Glasfaser-Testbetrieb startet in Klütz
Der erste „POP“ geht mit Testkunden online.
Am Freitag (5.2.2021) stellte das mit dem Breitbandausbau in Nordwestmecklenburg beauftragte Unternehmen WEMACOM in Klütz den ersten so genannten „Point of Presence“ vor, der in Betrieb gegangen ist – ein „Verteilerhäuschen“ für Glasfasteranschlüsse.
Zwar war es noch nicht das ganz große „Lichterfest“, bei dem ganze Landstriche online gehen, aber erste Testkunden surfen nun bereits mit Lichtgeschwindigkeit. Die Testphase will die WEMACOM nutzen, um die Technik mit Stresstests und verschiedenen Szenarien auf Herz und Nieren zu prüfen.
„Diese Testphase dauert einige Wochen und ist ein wichtiger Baustein und letzter Schritt vor der eigentlichen Inbetriebnahme“, erklärt WEMACOM-Geschäftsführer Volker Buck.
Eigentlich wollte man mit dem Breitbandausbau schon viel weiter sein, aber auch die Arbeiten der WEMACOM wurden durch die Corona-Pandemie erheblich verkompliziert und zogen sich so in die Länge.
Geschafft ist dennoch schon viel: 95 Prozent des Trassennetzes sind gebaut und sukzessive gehen die PoP (Points of Presence) nun in den Testbetrieb.

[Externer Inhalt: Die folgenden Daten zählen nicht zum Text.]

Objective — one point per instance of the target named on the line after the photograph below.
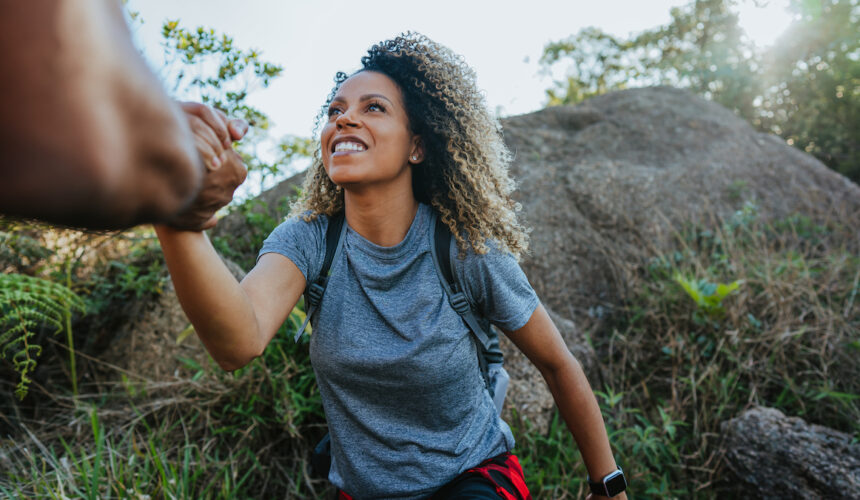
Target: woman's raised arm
(234, 321)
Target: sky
(502, 40)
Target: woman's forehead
(369, 82)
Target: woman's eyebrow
(367, 97)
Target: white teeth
(348, 146)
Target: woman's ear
(416, 154)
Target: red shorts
(497, 477)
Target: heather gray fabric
(396, 366)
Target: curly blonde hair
(464, 175)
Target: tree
(805, 88)
(813, 78)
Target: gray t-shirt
(396, 366)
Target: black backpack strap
(485, 339)
(315, 289)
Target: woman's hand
(225, 171)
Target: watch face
(615, 483)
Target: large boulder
(605, 184)
(781, 457)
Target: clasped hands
(214, 134)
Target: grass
(745, 312)
(215, 435)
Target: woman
(404, 137)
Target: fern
(27, 303)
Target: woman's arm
(234, 321)
(88, 136)
(541, 342)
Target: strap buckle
(459, 302)
(315, 292)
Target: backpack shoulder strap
(485, 339)
(316, 288)
(441, 250)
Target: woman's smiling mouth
(347, 145)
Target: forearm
(88, 137)
(578, 406)
(220, 310)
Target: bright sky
(502, 40)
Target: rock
(781, 457)
(528, 394)
(147, 345)
(605, 184)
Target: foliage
(206, 66)
(26, 304)
(212, 435)
(703, 361)
(813, 78)
(708, 296)
(804, 88)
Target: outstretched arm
(88, 136)
(541, 342)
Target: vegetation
(746, 311)
(686, 355)
(806, 88)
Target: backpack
(490, 357)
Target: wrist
(610, 485)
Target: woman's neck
(381, 218)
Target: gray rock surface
(605, 184)
(781, 457)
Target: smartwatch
(611, 484)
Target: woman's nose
(345, 120)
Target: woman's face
(366, 139)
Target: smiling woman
(404, 142)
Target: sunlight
(764, 21)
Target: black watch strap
(611, 484)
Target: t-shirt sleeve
(497, 286)
(299, 241)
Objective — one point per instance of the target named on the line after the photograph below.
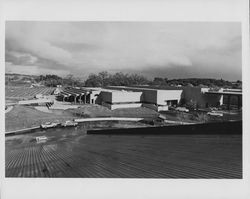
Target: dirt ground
(25, 117)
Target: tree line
(105, 78)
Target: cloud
(86, 47)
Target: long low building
(115, 97)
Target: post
(239, 102)
(228, 102)
(85, 97)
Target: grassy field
(101, 111)
(12, 92)
(25, 117)
(72, 153)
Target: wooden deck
(76, 154)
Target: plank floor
(78, 155)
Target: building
(115, 97)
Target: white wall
(121, 96)
(197, 94)
(116, 106)
(164, 95)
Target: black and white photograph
(125, 99)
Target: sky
(152, 49)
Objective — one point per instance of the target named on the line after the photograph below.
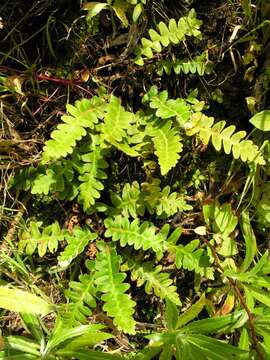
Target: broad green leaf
(21, 344)
(259, 294)
(87, 355)
(261, 120)
(32, 324)
(120, 7)
(94, 8)
(23, 302)
(171, 315)
(137, 12)
(192, 312)
(215, 324)
(250, 240)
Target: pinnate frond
(81, 299)
(154, 280)
(76, 243)
(225, 137)
(109, 281)
(174, 33)
(141, 236)
(82, 115)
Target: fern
(81, 296)
(58, 177)
(90, 166)
(43, 240)
(173, 34)
(171, 203)
(109, 281)
(116, 122)
(130, 204)
(167, 108)
(141, 236)
(154, 280)
(76, 243)
(167, 145)
(190, 258)
(226, 137)
(200, 65)
(84, 114)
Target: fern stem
(239, 295)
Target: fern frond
(173, 34)
(82, 115)
(116, 122)
(81, 299)
(130, 203)
(141, 236)
(155, 280)
(226, 137)
(43, 240)
(167, 143)
(58, 177)
(76, 243)
(109, 281)
(191, 258)
(171, 203)
(91, 169)
(199, 64)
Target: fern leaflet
(116, 121)
(174, 33)
(109, 281)
(83, 114)
(91, 172)
(167, 144)
(81, 299)
(47, 239)
(77, 241)
(225, 137)
(155, 280)
(141, 236)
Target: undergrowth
(135, 209)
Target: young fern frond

„Seit dem Baustart im April 2019 haben wir mehr als 1.700 Kilometer Trasse im Landkreis Nordwestmecklenburg gebaut und mit fast 4.000 Kilometer Leerrohr ausgestattet. In diese werden mehr als 6.000 Kilometer Glasfasern eingebracht. Das entspricht einer Strecke von Wismar nach Gibraltar: hin und zurück“, veranschaulicht Volker Buck, Geschäftsführer der WEMACOM, die Dimensionen des geförderten Breitbandausbaus. „Der Breitbandausbau ist ähnlich komplex wie die Organisation eines modernen Straßennetzes. Solange nicht alle Autobahnen und auch Umgehungsstraßen frei und fertig gebaut sind, wird der Verkehr nicht reibungslos laufen können“, so Buck. Gemeinsam mit Dr. Roland Finke, Leiter der Stabstelle Wirtschaftsförderung, Regionalentwicklung und Planen des Landkreises. „Auch wenn es im Moment nur um erste Test-Kunden geht, ist dies ein sehr wichtiger Moment.“, so Finke: „Wir haben den Punkt überschritten, an dem tatsächlich schon Licht durch die Leitungen fließt. Nun gilt es diesen Erfolg zu quantifizieren.“
Dennoch sieht auch Volker Buck die Verzögerungen mit ähnlich viel Bedauern wie die Kunden, die sehnlichst auf ihre Anschlüsse warten:
„Eigentlich wollten wir heute schon bei 100 Prozent sein. Unsere Kunden sollten längst surfen. Diesen ursprünglichen Zeitplan konnten wir durch die Auswirkungen der Corona-Pandemie und durch den ersten Lockdown nicht einhalten. Das hatte vor allem etwas mit sehr eingeschränkten Kapazitäten in den Bereichen Steuerung, Planung, Tiefbau und Montage der Hausanschlüsse zu tun. Aber auch andere externe Einflussfaktoren, auf die wir nur bedingt Einfluss haben, spielen immer wieder eine Rolle“, so Volker Buck. Vor allem die zahlreichen und umfangreichen Genehmigungsverfahren würden viel Zeit in Anspruch nehmen – manchmal auch mehr, als geplant. Alleine 1.975 Standortgenehmigungen brauchte es im Landkreis Nordwestmecklenburg für die Kabelverzweiger (KvZ), Multifunktionsgehäuse (MFG) und PoP. Außerdem mussten Genehmigungen für rund 40 Bahnquerungen und etwa 20 Autobahnquerungen eingeholt werden.
Der Testbetrieb des ersten PoP zeigt nun, dass sich der Breitbandausbau auf der Zielgeraden befindet.